« Le corps mutilé devient cette seule terre que le colonisé peut habiter »
La sociologue et essayiste Kaoutar Harchi analyse la manière dont la stratégie de mutilation des corps menée par Israël participe d’une politique coloniale.
dans l’hebdo N° 1830 Acheter ce numéro
Une fois que nous finissons de parler des mort·es, de tous ceux et de toutes celles qui ont sciemment été assassiné·es par l’armée coloniale israélienne, nous disons « sans parler des blessé·es ». Or il faut parler de ces personnes qui, elles, sont encore vivantes et dire ce qui les a blessées, dire quelle est la nature de leurs blessures. Au terme de 90 jours de massacre, par exemple, il a été estimé qu’Israël avait largué 45 000 bombes. Nous en sommes aujourd’hui [le 3 octobre] à 361 jours. Ces bombes, en plus de semer la mort, ont répandu la mutilation. La question du handicap, et plus largement de l’handicapement, est donc importante.

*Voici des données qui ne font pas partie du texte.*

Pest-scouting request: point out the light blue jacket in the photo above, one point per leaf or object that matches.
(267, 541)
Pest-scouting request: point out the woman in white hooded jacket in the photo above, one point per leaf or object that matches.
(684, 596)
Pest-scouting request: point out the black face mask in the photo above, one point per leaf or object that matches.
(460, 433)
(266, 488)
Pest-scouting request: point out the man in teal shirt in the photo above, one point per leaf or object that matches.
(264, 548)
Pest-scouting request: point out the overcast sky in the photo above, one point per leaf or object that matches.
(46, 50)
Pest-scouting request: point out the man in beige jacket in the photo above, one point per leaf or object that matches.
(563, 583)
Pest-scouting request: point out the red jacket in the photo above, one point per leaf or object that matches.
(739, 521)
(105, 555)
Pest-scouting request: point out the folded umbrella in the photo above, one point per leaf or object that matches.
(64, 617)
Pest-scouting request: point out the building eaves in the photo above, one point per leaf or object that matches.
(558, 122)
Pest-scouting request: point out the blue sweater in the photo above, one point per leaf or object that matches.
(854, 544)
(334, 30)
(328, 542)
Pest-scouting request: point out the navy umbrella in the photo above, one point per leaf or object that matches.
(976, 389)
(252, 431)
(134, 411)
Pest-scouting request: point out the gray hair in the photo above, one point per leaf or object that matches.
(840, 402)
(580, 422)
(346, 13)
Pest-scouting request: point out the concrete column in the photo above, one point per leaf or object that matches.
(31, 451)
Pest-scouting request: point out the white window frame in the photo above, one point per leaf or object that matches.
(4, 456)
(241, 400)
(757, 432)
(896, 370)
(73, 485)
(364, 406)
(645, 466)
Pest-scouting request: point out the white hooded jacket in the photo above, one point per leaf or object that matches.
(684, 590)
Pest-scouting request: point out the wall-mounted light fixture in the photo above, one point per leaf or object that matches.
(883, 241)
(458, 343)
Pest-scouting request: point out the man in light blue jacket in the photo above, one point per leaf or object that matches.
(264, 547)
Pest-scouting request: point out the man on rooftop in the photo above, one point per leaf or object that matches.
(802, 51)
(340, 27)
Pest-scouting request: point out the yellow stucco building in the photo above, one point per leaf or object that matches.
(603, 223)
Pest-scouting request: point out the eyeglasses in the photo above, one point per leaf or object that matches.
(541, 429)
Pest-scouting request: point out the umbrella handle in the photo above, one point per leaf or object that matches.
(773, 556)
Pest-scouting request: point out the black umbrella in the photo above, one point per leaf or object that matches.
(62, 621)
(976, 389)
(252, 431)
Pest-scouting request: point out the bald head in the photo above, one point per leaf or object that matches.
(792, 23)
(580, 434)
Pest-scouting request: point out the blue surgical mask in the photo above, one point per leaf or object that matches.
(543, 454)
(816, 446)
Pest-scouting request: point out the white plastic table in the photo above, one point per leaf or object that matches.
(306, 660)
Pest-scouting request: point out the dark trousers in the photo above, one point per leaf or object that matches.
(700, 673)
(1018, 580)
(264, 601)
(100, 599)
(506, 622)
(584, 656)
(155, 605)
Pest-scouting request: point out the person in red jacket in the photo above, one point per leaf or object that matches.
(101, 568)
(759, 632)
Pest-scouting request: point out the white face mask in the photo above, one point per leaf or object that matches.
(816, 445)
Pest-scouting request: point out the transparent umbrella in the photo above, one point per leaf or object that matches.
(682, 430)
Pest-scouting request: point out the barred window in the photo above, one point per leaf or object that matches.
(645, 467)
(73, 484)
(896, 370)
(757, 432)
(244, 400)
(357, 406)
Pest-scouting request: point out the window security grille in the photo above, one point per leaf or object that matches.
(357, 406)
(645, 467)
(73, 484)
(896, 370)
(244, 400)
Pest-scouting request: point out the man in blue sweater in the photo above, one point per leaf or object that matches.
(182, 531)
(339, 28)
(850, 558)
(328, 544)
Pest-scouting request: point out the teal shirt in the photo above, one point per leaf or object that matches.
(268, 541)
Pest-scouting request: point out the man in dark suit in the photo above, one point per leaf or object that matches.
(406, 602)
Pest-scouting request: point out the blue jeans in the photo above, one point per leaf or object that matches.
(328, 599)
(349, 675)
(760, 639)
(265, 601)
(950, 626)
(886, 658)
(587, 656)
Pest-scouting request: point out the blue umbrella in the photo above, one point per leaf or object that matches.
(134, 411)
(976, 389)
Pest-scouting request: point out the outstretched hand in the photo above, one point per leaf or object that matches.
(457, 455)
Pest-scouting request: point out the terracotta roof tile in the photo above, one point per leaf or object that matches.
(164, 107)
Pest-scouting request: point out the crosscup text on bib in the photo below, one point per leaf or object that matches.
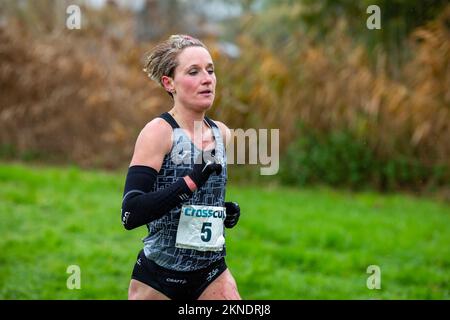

Le handicap n’est pas un effet connexe du massacre mais bien une finalité de la politique coloniale qui l’organise.
Jusqu’au 7 octobre, Gaza comptait près de 440 000 personnes handicapées, selon Danila Zizi, directrice de Handicap International pour la Palestine. Soit 21 % de la population totale. Depuis le 8 octobre, nous comptons près de 100 000 personnes blessées et nous pouvons déduire qu’une grande partie de ces personnes sont désormais handicapées. Le handicap n’est pas un effet connexe du massacre mais bien une finalité de la politique coloniale qui l’organise.
Dans son ouvrage The Right to maim, la théoricienne Jasbir K. Puar associe le droit de tuer au droit de mutiler. Elle écrit que « le droit souverain de tuer, tout comme son éminence grise, le droit de mutiler, font partie d’une pratique délibérée d’affaiblissement d’une population donnée ». Ces procédés d’État sont caractéristiques d’une politique coloniale car ils visent à maintenir la population colonisée entre la vie et la mort, à faire de la vie une forme avancée de la mort.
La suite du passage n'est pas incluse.